Recent Accounting Principles
 
In July 2010, the FASB issued ASU 2010-20, Receivables (Topic 310): Disclosures about the Credit Quality of Financing Receivables and the Allowance for Credit Losses. This guidance requires disclosure on a disaggregated basis at two levels, portfolio segments and classes of financing receivables. This guidance also requires a rollforward schedule of the allowance for loan losses on a portfolio segment basis, with the ending balance further disaggregated on the basis of the impairment method, the related recorded investment in financing receivables, the nonaccrual status of financing receivables by class, and impaired financing receivables by class.

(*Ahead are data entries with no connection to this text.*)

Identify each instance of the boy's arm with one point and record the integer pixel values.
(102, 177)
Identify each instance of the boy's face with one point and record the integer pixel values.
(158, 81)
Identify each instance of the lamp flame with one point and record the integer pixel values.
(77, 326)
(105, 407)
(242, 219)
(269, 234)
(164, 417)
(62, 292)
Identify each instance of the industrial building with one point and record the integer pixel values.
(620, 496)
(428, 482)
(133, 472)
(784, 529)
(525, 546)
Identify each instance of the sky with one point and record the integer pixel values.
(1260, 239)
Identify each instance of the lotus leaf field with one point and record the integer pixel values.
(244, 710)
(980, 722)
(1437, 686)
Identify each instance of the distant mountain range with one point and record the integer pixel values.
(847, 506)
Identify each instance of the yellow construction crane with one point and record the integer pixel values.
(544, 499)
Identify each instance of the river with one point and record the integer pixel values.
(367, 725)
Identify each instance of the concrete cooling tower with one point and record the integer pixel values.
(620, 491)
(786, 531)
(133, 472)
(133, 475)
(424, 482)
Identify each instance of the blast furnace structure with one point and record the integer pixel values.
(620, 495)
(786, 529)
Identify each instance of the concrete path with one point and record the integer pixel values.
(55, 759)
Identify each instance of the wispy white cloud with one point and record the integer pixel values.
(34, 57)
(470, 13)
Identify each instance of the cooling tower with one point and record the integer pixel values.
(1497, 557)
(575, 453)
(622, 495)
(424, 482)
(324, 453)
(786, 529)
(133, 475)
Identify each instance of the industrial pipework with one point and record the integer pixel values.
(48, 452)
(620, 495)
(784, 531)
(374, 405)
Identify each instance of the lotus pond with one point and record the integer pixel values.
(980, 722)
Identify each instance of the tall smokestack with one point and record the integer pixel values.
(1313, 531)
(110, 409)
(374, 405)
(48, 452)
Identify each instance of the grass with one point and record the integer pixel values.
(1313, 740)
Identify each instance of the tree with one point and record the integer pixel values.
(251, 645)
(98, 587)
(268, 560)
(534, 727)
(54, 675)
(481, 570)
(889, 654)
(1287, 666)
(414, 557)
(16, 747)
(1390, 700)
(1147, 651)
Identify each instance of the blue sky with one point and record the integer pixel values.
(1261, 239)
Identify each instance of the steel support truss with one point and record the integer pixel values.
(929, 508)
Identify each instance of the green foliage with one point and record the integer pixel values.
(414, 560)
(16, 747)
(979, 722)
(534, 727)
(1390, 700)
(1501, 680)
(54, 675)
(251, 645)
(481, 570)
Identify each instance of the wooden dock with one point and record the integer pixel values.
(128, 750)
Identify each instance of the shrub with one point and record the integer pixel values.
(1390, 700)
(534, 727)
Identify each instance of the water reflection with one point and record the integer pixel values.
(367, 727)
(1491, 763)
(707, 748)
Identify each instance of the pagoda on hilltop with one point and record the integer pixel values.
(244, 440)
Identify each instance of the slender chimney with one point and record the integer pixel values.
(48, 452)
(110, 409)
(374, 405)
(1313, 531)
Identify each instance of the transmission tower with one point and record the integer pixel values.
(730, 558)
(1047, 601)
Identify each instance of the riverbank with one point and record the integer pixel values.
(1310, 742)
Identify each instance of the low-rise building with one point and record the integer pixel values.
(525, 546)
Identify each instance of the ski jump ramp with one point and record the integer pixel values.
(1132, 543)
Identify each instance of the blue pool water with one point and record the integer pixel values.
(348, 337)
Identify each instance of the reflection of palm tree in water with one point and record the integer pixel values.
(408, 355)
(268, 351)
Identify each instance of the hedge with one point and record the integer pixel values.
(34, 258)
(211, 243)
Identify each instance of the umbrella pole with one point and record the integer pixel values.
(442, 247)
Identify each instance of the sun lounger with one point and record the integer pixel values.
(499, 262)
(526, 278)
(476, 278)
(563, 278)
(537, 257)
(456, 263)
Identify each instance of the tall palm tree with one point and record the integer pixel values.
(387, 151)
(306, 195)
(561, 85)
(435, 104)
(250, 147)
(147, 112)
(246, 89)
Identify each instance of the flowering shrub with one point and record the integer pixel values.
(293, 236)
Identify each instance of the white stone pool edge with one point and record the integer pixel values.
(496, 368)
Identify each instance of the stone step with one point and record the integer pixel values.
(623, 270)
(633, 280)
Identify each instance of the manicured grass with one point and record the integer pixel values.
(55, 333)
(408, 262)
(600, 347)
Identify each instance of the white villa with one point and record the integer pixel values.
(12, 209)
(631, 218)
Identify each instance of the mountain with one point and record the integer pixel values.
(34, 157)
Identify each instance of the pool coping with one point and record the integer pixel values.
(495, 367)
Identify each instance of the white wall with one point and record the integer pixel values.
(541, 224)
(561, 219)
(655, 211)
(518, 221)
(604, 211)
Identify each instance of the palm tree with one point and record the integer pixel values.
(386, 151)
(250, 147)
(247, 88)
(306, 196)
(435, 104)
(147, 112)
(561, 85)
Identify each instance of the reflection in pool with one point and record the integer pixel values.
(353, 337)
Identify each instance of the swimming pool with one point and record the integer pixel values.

Additional disclosures are required that relate to the credit quality indicators of financing receivables at the end of the reporting period by class of financing receivables, the aging of past due financing receivables, the nature and extent of troubled debt restructurings and their effect on the allowance for loan losses, the nature and extent of financing receivables modified as troubled debt restructurings within the previous 12 months that defaulted during the reporting period by class of financing receivables and their effect on the allowance for credit losses, and significant purchases and sales of financing receivables during the period disaggregated by portfolio segment. The new guidance is effective for interim and annual reporting periods that beginning on or after December 15, 2010. The Company is continuing to evaluate the impact of the new guidance, but does not expect the guidance will have a material impact on the Company’s financial condition or results of operations.
 
In February 2010, the FASB issued ASU 2010-09, Subsequent Events (Topic 855): Amendments to Certain Recognition and Disclosure Requirements. This guidance removes the requirement for a SEC filer to disclose a date through which subsequent events have been evaluated in both issued and revised financial statements. Revised financial statements include financial statements revised as a result of either correction of an error or retrospective application of GAAP. FASB ASU 2010-09 is intended to remove potential conflicts with the SEC’s literature and all of the amendments are effective upon issuance, except for the use of the issued date for conduit debt obligors, which will be effective for interim or annual periods ending after June 15, 2010. The Company adopted the new guidance upon issuance and the guidance did not have an impact on the Company’s financial condition or results of operations.
 
In January 2010, the FASB issued FASB ASU 2010-06, Fair Value Measurements and Disclosures (Topic 820): Improving Disclosures about Fair Value Measurements. This guidance requires: (1) disclosure of the significant amounts transferred in and out of Level 1 and Level 2 fair value measurements and the reasons for the transfers; and (2) separate presentation of purchases, sales, issuances and settlements in the reconciliation for fair value measurements using significant unobservable inputs (Level 3). In addition, FASB ASU 2010-06 clarifies the requirements of the following existing disclosures set forth in FASB ASC 820, Fair Value Measurements and Disclosures: (1) for purposes of reporting fair value measurement for each class of assets and liabilities, a reporting entity needs to use judgment in determining the appropriate classes of assets and liabilities; and (2) a reporting entity should provide disclosures about the valuation techniques and inputs used to measure fair value for both recurring and nonrecurring fair value measurements. This guidance is effective for interim and annual reporting periods beginning January 1, 2010, except for disclosures about purchases, sale, issuances and settlements in the roll forward of activity in Level 3 fair value measurements, which are effective for fiscal years beginning January 1, 2011, and for interim periods within those fiscal years. The Company adopted the guidance on January 1, 2010 and the guidance did not have an impact on the Company’s financial condition or results of operations. See Note 12 for more information on the Company’s fair value measurements.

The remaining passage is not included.